The phase 3 S2302 Pragmatica-Lung study offers a new blueprint for cancer clinical trials, one that emphasizes simplification, inclusivity, and real-world applicability, according to Konstantin Dragnev, MD, of Dartmouth Cancer Center. By minimizing protocol requirements and simplifying enrollment, the study reduces complex barriers that have historically limited clinical trial participation. This approach may help broaden the reach of investigational therapies to patient populations often excluded from clinical research, he said.
S2302 Pragmatica-Lung is a randomized, registration-intent trial comparing pembrolizumab plus ramucirumab with standard of care in patients with advanced non–small cell lung cancer (NSCLC) who have previously received both platinum-based chemotherapy and immunotherapy.
According to Dragnev, the true innovation of the trial lies in its pragmatic design. In contrast to an explanatory trial that tests efficacy under ideal conditions, a pragmatic trial asks, “Does this intervention work under usual conditions?” he explained.
At the Summit on Cancer Health Disparities 2025 in Seattle, Dragnev discussed the trial, which was then formally presented a few weeks later at the 2025 ASCO Annual Meeting in June, as a potential model for future studies. “This trial addresses a major unmet need in the lung cancer community,” he said, referring to acquired resistance to immunotherapy. “As immunotherapy becomes more common across all stages of lung cancer, designing treatments to overcome resistance is increasingly critical.”

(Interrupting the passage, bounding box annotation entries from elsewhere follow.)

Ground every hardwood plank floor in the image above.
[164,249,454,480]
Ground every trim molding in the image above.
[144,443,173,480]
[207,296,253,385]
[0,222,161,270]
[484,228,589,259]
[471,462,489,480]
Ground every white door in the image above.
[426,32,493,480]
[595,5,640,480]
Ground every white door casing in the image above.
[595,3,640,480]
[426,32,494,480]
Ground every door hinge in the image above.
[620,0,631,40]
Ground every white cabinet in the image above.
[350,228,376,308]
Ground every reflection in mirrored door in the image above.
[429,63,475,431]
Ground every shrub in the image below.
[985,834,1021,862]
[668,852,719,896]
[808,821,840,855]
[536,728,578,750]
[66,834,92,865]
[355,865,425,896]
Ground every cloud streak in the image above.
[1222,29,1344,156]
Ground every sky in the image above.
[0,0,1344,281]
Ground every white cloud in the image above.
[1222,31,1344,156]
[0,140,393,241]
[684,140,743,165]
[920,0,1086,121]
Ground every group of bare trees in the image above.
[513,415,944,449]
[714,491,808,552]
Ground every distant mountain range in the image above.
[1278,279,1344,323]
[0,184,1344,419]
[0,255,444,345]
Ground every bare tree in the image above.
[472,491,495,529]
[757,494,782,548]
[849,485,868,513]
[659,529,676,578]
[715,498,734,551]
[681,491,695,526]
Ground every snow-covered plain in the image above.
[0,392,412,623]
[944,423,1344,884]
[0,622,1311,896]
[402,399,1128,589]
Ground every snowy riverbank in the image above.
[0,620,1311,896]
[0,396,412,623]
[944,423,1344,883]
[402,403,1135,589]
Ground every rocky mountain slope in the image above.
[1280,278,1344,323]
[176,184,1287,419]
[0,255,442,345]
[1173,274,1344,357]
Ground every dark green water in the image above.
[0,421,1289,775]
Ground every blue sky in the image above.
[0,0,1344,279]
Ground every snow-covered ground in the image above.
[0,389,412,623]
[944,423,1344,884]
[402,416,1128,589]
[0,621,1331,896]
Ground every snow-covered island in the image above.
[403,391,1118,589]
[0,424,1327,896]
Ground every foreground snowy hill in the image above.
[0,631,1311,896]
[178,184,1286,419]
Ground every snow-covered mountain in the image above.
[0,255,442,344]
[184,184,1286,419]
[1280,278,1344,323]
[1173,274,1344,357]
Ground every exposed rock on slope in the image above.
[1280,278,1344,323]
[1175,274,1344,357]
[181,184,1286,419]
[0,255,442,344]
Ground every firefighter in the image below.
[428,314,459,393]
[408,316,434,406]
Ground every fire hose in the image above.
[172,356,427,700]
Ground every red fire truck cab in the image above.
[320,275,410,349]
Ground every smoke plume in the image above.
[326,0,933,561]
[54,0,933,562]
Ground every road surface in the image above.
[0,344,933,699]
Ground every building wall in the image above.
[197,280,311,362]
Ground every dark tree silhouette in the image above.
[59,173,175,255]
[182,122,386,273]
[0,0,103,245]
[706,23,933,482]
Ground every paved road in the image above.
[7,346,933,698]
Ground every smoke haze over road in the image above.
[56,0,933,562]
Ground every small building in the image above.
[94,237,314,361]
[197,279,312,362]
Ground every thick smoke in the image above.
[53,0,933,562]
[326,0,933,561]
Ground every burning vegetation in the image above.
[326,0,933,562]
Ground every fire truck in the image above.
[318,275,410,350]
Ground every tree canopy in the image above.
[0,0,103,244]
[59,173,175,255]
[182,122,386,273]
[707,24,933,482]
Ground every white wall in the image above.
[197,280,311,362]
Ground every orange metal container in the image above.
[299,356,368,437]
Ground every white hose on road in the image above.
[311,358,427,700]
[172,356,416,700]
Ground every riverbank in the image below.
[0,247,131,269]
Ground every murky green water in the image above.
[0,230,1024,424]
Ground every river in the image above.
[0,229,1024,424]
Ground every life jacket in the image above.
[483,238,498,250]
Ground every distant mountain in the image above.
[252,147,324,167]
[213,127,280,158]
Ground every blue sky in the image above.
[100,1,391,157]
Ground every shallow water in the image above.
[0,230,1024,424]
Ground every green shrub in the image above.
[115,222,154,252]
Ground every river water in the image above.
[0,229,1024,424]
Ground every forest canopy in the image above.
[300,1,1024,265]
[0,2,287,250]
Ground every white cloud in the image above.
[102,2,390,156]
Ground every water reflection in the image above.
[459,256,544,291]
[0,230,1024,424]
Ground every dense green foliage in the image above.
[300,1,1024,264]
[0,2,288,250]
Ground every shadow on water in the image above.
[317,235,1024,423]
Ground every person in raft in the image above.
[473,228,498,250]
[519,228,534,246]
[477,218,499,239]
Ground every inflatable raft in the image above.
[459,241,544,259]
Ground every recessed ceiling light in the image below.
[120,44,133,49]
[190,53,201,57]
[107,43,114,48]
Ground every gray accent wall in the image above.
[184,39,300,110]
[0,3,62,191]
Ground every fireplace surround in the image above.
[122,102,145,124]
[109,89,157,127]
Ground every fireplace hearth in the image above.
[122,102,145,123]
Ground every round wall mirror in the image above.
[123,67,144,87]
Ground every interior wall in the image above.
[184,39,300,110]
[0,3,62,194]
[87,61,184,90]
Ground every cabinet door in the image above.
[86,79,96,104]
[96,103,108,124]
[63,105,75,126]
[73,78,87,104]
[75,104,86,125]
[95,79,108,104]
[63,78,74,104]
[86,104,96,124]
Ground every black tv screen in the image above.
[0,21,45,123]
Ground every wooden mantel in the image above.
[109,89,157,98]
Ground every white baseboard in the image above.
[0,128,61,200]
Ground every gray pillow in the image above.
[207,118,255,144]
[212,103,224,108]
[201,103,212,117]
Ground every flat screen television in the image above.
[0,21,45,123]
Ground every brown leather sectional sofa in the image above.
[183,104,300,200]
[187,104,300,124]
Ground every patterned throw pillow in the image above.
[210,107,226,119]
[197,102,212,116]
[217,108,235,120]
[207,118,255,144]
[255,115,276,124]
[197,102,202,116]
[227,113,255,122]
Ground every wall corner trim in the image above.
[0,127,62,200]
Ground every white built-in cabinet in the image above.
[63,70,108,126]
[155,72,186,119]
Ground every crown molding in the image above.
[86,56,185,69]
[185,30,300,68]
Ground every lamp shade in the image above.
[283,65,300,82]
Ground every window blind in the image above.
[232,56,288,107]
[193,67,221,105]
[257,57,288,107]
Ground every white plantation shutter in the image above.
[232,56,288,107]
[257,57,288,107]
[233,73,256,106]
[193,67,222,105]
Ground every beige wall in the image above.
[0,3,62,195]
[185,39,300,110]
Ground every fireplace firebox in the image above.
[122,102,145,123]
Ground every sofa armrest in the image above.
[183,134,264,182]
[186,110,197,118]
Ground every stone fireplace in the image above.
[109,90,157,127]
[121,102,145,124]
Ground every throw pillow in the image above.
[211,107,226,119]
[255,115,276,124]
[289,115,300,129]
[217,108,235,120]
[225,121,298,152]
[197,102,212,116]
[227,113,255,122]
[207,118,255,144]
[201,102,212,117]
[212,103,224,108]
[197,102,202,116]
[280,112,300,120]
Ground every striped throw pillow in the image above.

A Study With Real-World Reach
The trial’s predecessor, the phase 2 S1800A study, demonstrated a survival benefit for the pembrolizumab plus ramucirumab combination; median overall survival was 14.5 months versus 11.6 months with standard therapy. “As exciting as those results were, they needed to be validated,” said Dragnev. “And that’s what led to the design of Pragmatica-Lung.”
The study capitalized on a known drug combination with a well-characterized safety profile. This allowed researchers to focus on reducing the burden of clinical trial participation, particularly in underrepresented populations. The design incorporated:
- Limited eligibility criteria
- No required labs or imaging
- Heavy reliance on investigator discretion
- A simplified study calendar and data collection structure
The study’s primary objective was overall survival, with a secondary objective of summarizing serious and unexpected high-grade (grade ≥3) treatment-related adverse events. “‘Unexpected’ was the key word here,” he said.
“Patients were treated as they would be in real-world practice,” he added. “And investigators were empowered to make decisions consistent with their usual care models.”
Supporting Inclusion Through Simplicity
From the beginning, the study team focused on rapid, representative accrual. With support from organizations including the Friends of Cancer Research and the Foundation for the National Institutes of Health, the trial launched in March 2023 and accrued more than 700 patients across more than 2500 sites in the United States—both academic and community-based—by December 2024.
Dragnev emphasized the “convergence of many factors” that made the trial possible, including growing awareness of trial inequities, post-COVID staffing limitations, and leadership from the National Cancer Institute and FDA encouraging pragmatic trial designs.
Importantly, the study included a recruitment and retention plan shaped by patient advocates and community leaders. Plain-language summaries, culturally appropriate outreach materials, and a social media tool kit were used to reach sites serving patients from historically underrepresented backgrounds—particularly across the southeastern states.
This study highlights the importance of removing participation barriers to promote more inclusive clinical research. “Patients want to enroll in trials,” Dragnev noted. “But standard designs often create barriers that prevent them from doing so.”
By eliminating unnecessary procedures, relaxing eligibility requirements, and streamlining data collection, pragmatic trials make participation more feasible for a wider range of patients.
Although the study results are still pending, data from Pragmatica-Lung may offer more than clinical insight, according to Dragnev. It offers a model for how to design trials that are accessible, equitable, and scalable.
“The pragmatic design approach for registrational intent trials is novel and potentially paradigm-changing,” he said. “And more importantly, it promotes the inclusion of all participants with the disease.”
Source
Dragnev K, Redman R, Reckamp, et al. PRAGMATICA-LUNG (SWOG S2302): A prospective, randomized study of ramucirumab plus pembrolizumab versus standard of care for participants previously treated with immunotherapy for stage IV or recurrent non-small cell lung cancer. J Clin Oncol. 43, 2025; suppl 17; abstr LBA8671.